Day64: Why store entity_reference as a union and not a struct?

Hello Simon,

I know you are going to be answering this :P I don't know why you help so much but thankyou.

I don't get why when moving entities to simulation regions the entity_reference was defined as a union. To me it seems scary because I will end up calling that StoreEntityReference function with the index set inside the reference (instead of a pointer) and it will just treat that as a non null pointer. Then it will do something weird right?

So why not just define a struct for the reference with both the pointer and index inside it?

Here is the function I am talking about:

entityunion.png

And here is how its used to convert a pointer to a low entity to an index unionusage.png

At this point, all indication of what is inside the union (i.e. a pointer or index) is lost. Is this not supposed to make me uncomfortable?

My understanding of unions is that regardless of whether the union contains the pointer or the index, I can access it as ref.Index or ref.Ptr and it will unsafe cast whatever data happens to be inside it.

There is also a sim_entity_hash which is a struct of the same thing, so why not use this everywhere? simhash.png


Edited by Gaurav Gautam on

You're correct.

In practice we use the pointer reference while the entity is high and the index when it's low (if I remember correctly, it's been a long time). There isn't a reason for calling StoreEntityReference on a low entity and it would probably be quickly obvious that there is a problem if you did. So while the data and data type don't have indication of what's inside the union, the "context" implies it.

Another possible reason for the union is maybe to reduce the size because in the game state there is an array of 100000 references and using a struct would take twice the size (8 bytes pointer + 4 bytes index + 4 bytes padding). We are talking about 0.8MB vs 1.6MB so it's not much memory, but if you need to iterate over all element quickly it might matter.

The hash requires both values since it's used to map between low and high entities. It also only contains 4096 entries.

If you prefer to have both fields, you may need to make sure you don't have value in both field or that both value express the correct relation.

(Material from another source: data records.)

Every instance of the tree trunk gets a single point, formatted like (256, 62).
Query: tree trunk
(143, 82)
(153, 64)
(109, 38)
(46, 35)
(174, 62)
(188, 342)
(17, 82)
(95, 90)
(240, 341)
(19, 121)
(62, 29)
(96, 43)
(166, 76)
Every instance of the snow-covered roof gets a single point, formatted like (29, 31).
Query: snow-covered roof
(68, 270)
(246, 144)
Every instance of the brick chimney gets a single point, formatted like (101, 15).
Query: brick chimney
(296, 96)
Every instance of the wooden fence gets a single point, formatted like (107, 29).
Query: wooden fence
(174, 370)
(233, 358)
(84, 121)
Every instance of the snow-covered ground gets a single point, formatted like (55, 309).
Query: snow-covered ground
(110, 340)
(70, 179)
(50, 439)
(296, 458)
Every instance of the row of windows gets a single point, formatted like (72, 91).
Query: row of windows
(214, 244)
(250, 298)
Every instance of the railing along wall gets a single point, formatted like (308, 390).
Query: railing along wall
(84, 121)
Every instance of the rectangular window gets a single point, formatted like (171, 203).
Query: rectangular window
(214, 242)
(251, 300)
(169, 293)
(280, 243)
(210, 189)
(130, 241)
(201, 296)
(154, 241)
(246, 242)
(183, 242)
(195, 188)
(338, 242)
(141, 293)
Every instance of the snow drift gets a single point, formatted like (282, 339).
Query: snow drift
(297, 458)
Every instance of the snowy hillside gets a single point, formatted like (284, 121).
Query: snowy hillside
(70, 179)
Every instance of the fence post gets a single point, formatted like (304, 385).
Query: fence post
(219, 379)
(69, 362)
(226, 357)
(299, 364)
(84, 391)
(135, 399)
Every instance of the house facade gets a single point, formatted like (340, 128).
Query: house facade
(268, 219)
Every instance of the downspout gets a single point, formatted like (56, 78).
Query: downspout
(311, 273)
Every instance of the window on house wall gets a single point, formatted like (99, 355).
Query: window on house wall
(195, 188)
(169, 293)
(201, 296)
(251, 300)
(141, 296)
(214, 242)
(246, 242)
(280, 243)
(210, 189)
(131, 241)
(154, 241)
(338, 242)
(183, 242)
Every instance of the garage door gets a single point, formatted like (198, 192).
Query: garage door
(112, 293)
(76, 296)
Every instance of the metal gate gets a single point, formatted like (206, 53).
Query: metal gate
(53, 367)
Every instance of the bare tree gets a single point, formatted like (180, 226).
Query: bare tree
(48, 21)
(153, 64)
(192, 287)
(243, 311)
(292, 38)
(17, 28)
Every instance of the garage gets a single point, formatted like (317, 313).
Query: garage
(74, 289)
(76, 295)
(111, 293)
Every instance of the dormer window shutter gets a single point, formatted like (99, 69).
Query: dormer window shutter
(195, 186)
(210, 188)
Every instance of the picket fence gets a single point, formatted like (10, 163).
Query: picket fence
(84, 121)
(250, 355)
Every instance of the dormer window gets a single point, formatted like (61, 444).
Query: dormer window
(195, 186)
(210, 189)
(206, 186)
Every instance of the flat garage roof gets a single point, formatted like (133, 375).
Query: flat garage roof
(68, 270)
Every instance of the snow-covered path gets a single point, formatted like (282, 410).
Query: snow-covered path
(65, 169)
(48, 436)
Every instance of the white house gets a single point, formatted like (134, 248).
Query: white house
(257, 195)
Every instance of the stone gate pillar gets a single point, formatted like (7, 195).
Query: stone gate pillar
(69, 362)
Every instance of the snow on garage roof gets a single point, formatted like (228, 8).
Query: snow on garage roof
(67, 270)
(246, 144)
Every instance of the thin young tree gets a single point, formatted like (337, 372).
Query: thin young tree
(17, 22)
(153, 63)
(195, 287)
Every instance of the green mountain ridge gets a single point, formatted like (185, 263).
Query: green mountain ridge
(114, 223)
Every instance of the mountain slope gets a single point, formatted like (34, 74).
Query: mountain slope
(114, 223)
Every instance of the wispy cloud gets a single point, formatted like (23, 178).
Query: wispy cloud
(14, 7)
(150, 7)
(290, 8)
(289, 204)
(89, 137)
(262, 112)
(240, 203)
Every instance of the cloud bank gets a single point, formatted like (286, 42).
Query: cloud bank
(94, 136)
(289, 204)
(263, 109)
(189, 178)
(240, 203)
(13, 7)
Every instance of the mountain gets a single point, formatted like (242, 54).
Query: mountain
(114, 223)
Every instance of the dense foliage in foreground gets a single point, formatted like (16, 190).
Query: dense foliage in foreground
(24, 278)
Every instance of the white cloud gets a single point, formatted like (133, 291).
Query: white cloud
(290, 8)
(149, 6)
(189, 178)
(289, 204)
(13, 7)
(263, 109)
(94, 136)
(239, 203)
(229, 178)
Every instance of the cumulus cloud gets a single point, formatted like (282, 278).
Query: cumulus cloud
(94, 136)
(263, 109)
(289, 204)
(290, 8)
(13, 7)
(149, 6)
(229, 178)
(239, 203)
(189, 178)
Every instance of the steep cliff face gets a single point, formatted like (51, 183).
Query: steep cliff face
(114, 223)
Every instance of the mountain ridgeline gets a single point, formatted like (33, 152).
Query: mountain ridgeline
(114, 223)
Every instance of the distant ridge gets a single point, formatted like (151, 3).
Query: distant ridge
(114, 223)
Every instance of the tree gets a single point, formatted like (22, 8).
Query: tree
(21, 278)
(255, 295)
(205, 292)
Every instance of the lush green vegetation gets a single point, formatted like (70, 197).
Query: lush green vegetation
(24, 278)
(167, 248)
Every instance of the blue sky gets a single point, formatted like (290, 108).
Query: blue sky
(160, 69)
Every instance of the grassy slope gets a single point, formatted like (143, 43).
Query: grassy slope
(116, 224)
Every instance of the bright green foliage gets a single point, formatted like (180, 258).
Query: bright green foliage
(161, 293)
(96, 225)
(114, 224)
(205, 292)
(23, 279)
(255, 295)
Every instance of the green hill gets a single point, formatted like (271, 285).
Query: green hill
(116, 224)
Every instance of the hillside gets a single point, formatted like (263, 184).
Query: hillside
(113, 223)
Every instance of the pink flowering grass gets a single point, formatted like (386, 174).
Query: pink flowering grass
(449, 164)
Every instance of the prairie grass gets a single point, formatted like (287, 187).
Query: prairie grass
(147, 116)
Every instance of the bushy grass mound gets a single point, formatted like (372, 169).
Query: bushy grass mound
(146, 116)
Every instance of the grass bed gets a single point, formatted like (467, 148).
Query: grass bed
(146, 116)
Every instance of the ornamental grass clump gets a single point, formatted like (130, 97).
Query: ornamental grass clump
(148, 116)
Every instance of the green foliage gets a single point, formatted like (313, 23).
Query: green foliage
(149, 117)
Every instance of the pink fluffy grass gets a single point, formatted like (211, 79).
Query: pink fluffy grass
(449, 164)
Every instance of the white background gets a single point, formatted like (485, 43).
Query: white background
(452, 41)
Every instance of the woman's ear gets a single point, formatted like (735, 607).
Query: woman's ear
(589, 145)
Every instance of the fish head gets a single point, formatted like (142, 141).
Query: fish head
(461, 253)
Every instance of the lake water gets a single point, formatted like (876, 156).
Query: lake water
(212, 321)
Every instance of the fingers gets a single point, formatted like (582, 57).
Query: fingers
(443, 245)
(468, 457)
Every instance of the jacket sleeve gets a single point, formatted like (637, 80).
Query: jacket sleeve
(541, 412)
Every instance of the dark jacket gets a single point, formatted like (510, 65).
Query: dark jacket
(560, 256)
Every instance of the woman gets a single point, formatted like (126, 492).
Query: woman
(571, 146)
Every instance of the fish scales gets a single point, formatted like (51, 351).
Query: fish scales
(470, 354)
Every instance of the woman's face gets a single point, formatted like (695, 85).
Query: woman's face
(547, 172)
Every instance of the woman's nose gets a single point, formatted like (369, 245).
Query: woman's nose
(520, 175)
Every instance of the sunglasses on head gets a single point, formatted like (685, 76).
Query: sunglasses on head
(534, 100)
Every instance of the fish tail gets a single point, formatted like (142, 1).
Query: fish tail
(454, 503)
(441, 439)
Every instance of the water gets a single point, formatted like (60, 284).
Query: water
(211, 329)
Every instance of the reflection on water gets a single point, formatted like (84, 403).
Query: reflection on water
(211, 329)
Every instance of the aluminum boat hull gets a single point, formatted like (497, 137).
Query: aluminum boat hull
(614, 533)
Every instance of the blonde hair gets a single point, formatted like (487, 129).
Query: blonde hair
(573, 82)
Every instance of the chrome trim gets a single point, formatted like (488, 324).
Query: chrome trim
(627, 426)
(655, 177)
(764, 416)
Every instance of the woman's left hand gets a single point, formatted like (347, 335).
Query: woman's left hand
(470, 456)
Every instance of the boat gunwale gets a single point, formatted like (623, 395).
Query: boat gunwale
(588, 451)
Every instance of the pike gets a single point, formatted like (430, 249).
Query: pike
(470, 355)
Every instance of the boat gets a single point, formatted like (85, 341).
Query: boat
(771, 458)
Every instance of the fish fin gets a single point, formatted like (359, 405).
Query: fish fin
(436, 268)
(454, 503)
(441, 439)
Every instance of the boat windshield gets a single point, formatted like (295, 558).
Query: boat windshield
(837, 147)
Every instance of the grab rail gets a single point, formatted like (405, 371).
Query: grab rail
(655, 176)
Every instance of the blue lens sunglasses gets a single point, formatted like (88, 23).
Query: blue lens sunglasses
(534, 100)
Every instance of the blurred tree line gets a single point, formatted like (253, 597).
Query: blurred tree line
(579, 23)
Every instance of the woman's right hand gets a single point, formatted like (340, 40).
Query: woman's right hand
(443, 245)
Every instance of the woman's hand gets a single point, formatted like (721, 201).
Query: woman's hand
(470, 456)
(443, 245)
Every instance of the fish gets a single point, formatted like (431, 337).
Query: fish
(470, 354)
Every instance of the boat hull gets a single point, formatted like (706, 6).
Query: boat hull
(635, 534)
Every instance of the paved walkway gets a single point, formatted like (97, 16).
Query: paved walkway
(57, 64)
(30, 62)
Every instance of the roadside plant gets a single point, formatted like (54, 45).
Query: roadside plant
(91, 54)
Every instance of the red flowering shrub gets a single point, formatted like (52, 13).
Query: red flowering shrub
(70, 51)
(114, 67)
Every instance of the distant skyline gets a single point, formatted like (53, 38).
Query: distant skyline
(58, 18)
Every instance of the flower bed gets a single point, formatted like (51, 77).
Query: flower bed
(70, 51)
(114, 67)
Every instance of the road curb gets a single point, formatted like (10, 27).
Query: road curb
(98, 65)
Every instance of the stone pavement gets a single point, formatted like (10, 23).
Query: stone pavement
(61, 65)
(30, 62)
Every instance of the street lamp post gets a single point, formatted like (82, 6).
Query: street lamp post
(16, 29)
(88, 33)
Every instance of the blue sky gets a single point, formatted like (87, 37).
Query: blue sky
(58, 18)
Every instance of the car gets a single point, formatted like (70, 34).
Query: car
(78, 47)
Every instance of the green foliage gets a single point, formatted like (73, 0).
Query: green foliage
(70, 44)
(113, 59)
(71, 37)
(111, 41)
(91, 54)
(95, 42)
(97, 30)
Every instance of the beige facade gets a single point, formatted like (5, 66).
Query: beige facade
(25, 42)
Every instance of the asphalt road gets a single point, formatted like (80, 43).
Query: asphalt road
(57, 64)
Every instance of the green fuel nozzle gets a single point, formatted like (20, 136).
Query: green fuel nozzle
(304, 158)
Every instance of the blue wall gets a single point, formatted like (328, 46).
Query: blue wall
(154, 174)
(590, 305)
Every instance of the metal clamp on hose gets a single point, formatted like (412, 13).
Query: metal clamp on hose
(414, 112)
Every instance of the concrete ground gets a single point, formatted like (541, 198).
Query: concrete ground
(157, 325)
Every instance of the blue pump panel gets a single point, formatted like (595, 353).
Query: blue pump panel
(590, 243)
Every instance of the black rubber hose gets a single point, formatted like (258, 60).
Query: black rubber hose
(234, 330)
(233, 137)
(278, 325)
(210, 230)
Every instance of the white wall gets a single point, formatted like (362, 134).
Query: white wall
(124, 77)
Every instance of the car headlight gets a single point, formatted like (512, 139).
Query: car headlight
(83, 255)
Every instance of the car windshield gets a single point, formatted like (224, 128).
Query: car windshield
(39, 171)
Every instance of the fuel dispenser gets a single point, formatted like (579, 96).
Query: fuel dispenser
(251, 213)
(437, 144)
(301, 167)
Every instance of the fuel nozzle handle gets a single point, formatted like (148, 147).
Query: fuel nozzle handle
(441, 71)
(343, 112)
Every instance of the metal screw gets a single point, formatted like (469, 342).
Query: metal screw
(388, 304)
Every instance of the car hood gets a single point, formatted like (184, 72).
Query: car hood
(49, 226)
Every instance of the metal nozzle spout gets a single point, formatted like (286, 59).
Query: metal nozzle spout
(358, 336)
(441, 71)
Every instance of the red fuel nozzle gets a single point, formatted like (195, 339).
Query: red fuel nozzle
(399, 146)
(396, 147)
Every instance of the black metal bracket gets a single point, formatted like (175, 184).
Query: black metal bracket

You could also use a discriminated union:

typedef enum reference_type_t {
    reference_none,
    reference_high,
    reference_low,
} reference_type_t;

typedef struct reference_t {
    reference_type_t type;
    union {
        void* pointer;
        u32 index;
    };
} reference_t;

inline void
StoreEntityReference( reference_t* ref ) {
    assert( ref->type != reference_low );
    if ( ref->type == reference_high && ref->pointer ) {
        ref->index = ref->pointer->StorageIndex;
    }
}

Edited by Simon Anciaux on

Ah yes, I didn't think about size of the array of references being huge.